Also in the news: a new high-tech answer to plagiarism, and a casting switch-up in The Hate U Give. Welcome to the Daily Blunt!
You can only win so many pro-wrestling titles before you find yourself longing for different forms of success. Superstar John Cena has already crossed over into matinee idol territory, most recently voicing a certain bovine peacenik in “Ferdinand,” but 2018 is the year when he storms the literary world: his new children’s book series will kick off with a book entitled Elbow Grease, due for release in October. Cena promises his literary debut will be “a fun and engaging way to learn about the power of ambition, dedication, and heart.”
Young fans of Angela Thomas’s The Hate U Give can’t wait to watch the big-screen adaptation, but the film’s production has been momentarily put on pause by the replacement of Kian Lawley.
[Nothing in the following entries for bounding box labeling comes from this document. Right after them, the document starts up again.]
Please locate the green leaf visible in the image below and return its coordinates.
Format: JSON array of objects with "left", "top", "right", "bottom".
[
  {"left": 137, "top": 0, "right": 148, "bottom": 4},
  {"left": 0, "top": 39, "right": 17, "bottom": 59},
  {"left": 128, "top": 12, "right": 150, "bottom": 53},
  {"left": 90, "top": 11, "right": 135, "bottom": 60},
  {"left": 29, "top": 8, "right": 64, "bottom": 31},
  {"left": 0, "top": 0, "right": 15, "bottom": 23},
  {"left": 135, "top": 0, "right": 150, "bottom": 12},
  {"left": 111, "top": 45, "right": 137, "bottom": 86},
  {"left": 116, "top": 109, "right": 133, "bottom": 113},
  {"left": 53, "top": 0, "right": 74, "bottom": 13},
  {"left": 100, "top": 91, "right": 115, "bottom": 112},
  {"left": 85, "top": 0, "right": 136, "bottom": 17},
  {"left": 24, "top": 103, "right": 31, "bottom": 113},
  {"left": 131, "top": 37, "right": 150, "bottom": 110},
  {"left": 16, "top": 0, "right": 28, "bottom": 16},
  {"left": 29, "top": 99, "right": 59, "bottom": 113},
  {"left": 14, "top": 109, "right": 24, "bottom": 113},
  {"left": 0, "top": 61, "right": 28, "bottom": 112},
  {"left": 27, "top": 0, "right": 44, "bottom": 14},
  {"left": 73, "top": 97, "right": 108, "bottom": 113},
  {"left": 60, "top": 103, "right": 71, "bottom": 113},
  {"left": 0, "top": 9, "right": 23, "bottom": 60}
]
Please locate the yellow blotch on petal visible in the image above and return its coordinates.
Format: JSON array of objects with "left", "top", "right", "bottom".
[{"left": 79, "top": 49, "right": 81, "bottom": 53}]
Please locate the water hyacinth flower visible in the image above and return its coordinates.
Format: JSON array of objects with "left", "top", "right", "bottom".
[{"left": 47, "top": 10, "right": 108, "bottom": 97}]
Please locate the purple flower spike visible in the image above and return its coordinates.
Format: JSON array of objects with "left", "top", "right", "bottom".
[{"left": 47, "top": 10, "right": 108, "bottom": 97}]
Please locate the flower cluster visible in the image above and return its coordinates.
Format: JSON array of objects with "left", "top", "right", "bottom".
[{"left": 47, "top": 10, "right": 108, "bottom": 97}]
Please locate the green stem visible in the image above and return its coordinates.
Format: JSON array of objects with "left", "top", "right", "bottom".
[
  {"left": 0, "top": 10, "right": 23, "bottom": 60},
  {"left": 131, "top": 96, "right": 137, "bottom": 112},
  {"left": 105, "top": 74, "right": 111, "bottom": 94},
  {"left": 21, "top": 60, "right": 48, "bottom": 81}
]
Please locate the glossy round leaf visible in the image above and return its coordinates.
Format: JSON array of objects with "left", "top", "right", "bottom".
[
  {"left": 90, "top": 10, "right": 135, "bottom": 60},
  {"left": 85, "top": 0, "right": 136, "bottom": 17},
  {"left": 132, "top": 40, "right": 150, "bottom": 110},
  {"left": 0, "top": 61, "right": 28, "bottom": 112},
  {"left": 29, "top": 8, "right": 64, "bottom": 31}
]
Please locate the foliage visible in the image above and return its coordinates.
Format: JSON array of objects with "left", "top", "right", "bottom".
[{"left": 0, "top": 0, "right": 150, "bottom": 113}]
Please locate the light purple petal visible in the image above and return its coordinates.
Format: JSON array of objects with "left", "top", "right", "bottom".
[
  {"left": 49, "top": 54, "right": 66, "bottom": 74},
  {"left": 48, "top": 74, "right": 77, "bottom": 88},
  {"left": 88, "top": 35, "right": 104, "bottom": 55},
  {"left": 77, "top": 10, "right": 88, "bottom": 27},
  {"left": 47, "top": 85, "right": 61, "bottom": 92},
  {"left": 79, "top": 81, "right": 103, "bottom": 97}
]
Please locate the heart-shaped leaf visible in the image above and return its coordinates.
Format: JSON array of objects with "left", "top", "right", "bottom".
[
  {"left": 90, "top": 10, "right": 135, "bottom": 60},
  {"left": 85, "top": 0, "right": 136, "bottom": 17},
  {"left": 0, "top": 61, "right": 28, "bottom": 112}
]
The YouTube star had already filmed his scenes as the lead character’s boyfriend, but has been axed from the film after a video surfaced in which Lawley was recorded making racist comments (he has also been dropped by his representation at CAA following this reveal). For what it’s worth, the young performer seems to understand the enormity of his mistake, sharing a lengthy apology with his fans in a series of posts on Twitter. “I never want to be who i was yesterday,” he writes. “We’re in a constant battle to become a better version of ourselves.”
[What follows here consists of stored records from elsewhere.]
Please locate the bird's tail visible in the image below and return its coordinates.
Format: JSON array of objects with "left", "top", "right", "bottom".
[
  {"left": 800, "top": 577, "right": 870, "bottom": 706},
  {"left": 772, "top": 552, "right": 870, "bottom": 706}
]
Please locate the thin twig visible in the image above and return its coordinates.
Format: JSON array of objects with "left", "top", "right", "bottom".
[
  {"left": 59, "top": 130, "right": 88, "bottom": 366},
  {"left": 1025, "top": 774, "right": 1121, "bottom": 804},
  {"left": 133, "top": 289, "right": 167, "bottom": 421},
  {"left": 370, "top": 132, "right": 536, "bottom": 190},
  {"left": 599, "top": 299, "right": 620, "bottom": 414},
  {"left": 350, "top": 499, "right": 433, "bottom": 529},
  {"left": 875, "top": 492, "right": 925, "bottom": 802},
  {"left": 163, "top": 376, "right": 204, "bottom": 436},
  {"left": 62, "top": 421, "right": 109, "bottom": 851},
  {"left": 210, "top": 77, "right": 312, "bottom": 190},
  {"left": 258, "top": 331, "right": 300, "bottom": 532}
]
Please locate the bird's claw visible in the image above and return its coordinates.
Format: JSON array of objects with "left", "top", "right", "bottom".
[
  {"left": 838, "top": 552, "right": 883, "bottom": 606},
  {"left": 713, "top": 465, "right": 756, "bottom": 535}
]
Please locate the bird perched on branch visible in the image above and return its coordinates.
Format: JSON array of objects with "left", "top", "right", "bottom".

Speaking of so-called “youthful indiscretions,” universities are kicking the tires on a new form of anti-plagiarism software that’s meant to track each student’s writing style, scanning for content that varies significantly from one paper to the next. The program has been developed to curb “contract cheating,” in which students purchase pre-written essays online to submit as their own work. What happens if someone experiments with a new style or otherwise falls afoul of the machine’s sensor? As ever, be prepared to show your work.
Mark Twain cautioned against arguing with anyone who “buys ink by the barrel.” That’s what President Trump’s ongoing war against free speech (one of many fronts he’s currently fighting on) amounts to, and he can only suffer for it in the long run. Most recently, author Rebecca Solnit recaps the irreparable damage this administration has already done, attacking institutions many Americans didn’t realize they were taking for granted. Solnit chooses her shots carefully, calling out the “knowingly duplicitous” Nunes memo scandal as the latest sign that we’re bearing witness to something truly historic: the birth of a new Federal government that’s “less accountable, more discriminatory, more free to punish at will, offering far less protection to the natural environment and far fewer services and rights to residents of the USA.” If that’s not the world you want to live in, then it’s time to make your voice heard.